Muo se sienta en el suelo y se recuesta en el frigorífico, que sigue ronroneando. La Embalsamadora coge un trozo de papel de cocina, se inclina y se limpia un hilillo de sangre que le resbala por la pierna. Luego, con otro papel, seca unos restos de semen de la piel de Muo.
«Ya no soy virgen», se dice. Las lágrimas le resbalan por el rostro y trazan surcos en la costra azulada y salpicada de harina de la mascarilla hidratante.
—Ven —le dice Muo besándola en la mejilla—. Vamos a comer, tengo un hambre increíble.
—Espera, antes voy a lavarme.
Los raviolis tienen gusto a ceniza, pero la salsa que ha preparado la Embalsamadora con vinagre suave, cebolleta y ajo picados y unas gotas de aceite de sésamo está deliciosa. Sentados frente a frente a la mesita baja, cubierta con una hoja de periódico a modo de mantel, comen en silencio. Un silencio un tanto lúgubre. Muo se esfuerza por comer todo lo que ella le pone en el plato, por miedo a ofenderla. Afortunadamente, la Embalsamadora tiene la buena idea de sacar una botella de licor, un licor caro llamado «Fantasma de la ebriedad», famoso por su alta graduación, su exquisito aroma y su original presentación, un recipiente de cerámica dentro de una bolsa de papel arrugado. Unos cuantos sorbos bastan para levantar la moral del eyaculador precoz. El seminaufragio que acaba de sufrir su virilidad se difumina. Muo es así. No puede evitar desafiar peligros a los que ya ha sucumbido. Se ha pasado la vida encajando derrotas y volviendo a la carga, con idéntico resultado. Es su forma de ser. Con ojo picassiano acecha la ocasión de reanudar los retozos. Para lavar su honor y salvaguardar su amor propio.

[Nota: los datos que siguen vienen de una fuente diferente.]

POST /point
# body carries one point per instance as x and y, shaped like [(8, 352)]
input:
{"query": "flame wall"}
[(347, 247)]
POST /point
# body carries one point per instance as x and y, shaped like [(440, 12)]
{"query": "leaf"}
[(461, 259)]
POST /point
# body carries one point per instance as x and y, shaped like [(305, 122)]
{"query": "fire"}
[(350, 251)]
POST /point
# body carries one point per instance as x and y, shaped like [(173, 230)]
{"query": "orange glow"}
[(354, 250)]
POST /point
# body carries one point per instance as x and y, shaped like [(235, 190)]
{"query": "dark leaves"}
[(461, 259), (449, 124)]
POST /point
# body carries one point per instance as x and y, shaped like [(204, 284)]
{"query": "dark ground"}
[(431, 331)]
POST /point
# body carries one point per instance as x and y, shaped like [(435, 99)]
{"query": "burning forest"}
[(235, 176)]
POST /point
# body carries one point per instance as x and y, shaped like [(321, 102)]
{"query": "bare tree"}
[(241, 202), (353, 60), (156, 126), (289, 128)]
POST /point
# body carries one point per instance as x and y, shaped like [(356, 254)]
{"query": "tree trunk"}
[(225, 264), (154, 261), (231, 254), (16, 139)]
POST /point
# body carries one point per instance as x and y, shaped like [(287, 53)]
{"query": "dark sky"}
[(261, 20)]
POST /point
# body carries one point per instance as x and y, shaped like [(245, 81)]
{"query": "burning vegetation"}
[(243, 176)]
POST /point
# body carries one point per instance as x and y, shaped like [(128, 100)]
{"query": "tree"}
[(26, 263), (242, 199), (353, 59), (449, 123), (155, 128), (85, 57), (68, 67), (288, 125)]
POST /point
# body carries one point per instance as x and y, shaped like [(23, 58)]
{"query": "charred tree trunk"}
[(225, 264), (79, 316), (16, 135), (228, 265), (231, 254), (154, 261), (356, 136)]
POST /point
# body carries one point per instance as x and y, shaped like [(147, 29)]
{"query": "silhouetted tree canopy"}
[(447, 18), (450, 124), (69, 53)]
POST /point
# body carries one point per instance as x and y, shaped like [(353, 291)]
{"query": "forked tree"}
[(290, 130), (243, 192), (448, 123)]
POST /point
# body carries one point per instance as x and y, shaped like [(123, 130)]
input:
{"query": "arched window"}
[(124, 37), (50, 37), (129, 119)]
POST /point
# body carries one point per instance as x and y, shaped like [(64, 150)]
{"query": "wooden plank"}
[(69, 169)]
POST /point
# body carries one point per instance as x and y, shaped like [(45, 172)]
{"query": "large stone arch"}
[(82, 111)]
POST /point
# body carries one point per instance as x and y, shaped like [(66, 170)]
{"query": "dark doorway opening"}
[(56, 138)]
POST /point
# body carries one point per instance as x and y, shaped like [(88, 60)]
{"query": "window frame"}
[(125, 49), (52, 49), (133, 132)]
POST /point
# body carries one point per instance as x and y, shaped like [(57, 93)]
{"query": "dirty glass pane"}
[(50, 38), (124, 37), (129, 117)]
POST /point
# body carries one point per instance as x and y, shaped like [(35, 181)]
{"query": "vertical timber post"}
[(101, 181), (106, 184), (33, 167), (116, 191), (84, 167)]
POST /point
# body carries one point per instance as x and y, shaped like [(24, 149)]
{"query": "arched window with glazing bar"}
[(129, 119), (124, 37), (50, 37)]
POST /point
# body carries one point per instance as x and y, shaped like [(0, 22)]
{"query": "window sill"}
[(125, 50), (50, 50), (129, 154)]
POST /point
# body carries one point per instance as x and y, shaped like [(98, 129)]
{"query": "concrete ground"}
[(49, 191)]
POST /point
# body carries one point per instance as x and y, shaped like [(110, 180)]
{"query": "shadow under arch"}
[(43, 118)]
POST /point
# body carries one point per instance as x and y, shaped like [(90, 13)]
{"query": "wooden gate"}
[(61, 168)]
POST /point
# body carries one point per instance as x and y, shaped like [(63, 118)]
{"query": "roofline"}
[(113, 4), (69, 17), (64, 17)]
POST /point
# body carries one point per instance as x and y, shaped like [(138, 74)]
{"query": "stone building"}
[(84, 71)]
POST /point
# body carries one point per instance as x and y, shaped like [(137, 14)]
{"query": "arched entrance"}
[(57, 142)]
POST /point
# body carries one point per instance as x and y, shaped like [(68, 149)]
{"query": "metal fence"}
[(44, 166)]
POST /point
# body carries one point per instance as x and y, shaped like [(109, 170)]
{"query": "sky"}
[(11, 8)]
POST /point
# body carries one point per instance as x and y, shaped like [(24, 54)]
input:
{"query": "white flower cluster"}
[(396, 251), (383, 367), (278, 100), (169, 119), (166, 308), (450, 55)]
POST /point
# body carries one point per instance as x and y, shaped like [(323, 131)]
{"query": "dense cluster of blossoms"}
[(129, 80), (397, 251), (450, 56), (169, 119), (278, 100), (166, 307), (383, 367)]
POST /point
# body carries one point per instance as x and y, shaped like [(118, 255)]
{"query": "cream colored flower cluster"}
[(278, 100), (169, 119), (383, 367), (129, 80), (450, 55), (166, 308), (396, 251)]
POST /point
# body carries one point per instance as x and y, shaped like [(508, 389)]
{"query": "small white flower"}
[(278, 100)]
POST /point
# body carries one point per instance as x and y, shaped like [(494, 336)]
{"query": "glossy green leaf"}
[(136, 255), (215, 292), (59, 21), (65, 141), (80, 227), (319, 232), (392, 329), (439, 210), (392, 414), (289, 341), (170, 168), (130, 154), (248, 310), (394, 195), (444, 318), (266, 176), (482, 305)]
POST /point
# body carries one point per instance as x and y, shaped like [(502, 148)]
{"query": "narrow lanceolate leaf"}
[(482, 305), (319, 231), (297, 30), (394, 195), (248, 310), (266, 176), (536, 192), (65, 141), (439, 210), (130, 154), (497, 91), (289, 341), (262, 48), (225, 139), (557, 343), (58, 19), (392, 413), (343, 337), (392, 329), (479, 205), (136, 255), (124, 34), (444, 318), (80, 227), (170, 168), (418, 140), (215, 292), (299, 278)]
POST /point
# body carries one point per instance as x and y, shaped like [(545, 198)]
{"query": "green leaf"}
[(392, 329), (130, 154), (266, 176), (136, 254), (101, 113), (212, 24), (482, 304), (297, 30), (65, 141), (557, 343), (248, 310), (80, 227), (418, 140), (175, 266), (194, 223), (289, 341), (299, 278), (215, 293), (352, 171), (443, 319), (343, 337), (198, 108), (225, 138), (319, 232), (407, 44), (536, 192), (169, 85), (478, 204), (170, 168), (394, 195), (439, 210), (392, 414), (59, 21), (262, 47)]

Instintivamente, sabe que tiene dos o tres horas para recuperar el orgullo de su virilidad, antes de abandonar la vivienda y volver a enfrentarse al mundo exterior.
Para concentrar mejor la energía que le proporciona el «Fantasma de la embriaguez», se niega a compartir la sandía que la Embalsamadora saca del frigorífico y corta con un gran cuchillo de cocina. El jugo resbala por la afilada hoja y empapa el papel de periódico que hace las veces de mantel. La mujer escupe las pepitas en un cuenco de porcelana. Cada vez que clava los dientes en la raja de fruta, el jugo rojo le resbala hasta la barbilla. Muo se siente invadido por unas ganas de dormir como no ha tenido en la vida, una modorra plúmbea, en la que su mente se refugia con voluptuosidad, seguida por su cuerpo, que parece efectuar una caída vertical. Los párpados le pesan, las gafas le resbalan por la nariz y caen sobre las peladuras de sandía... Muo se esfuerza en no sucumbir a la somnolencia y, sonriendo, vuelve a ponerse las gafas sin limpiarlas, reprime un bostezo, se levanta y se dirige al lavabo con la botella de «Fantasma de la embriaguez» en la mano.
—Voy a darme un baño y vuelvo.
—Espera, no quiero quedarme sola.
Muo consigue espabilarse tras sumergir varias veces la cabeza en el agua caliente de la bañera. Duro combate el que ha entablado... Sigue teniendo el cuerpo aletarga do. Constata con angustia que el miembro se le sigue encogiendo, hasta desaparecer bajo una mata de pelos flotantes. Entretanto, sentada en una silla a su lado, con pies en el borde de la bañera, la Embalsamadora se pinta las uñas de los pies con un esmalte nacarado.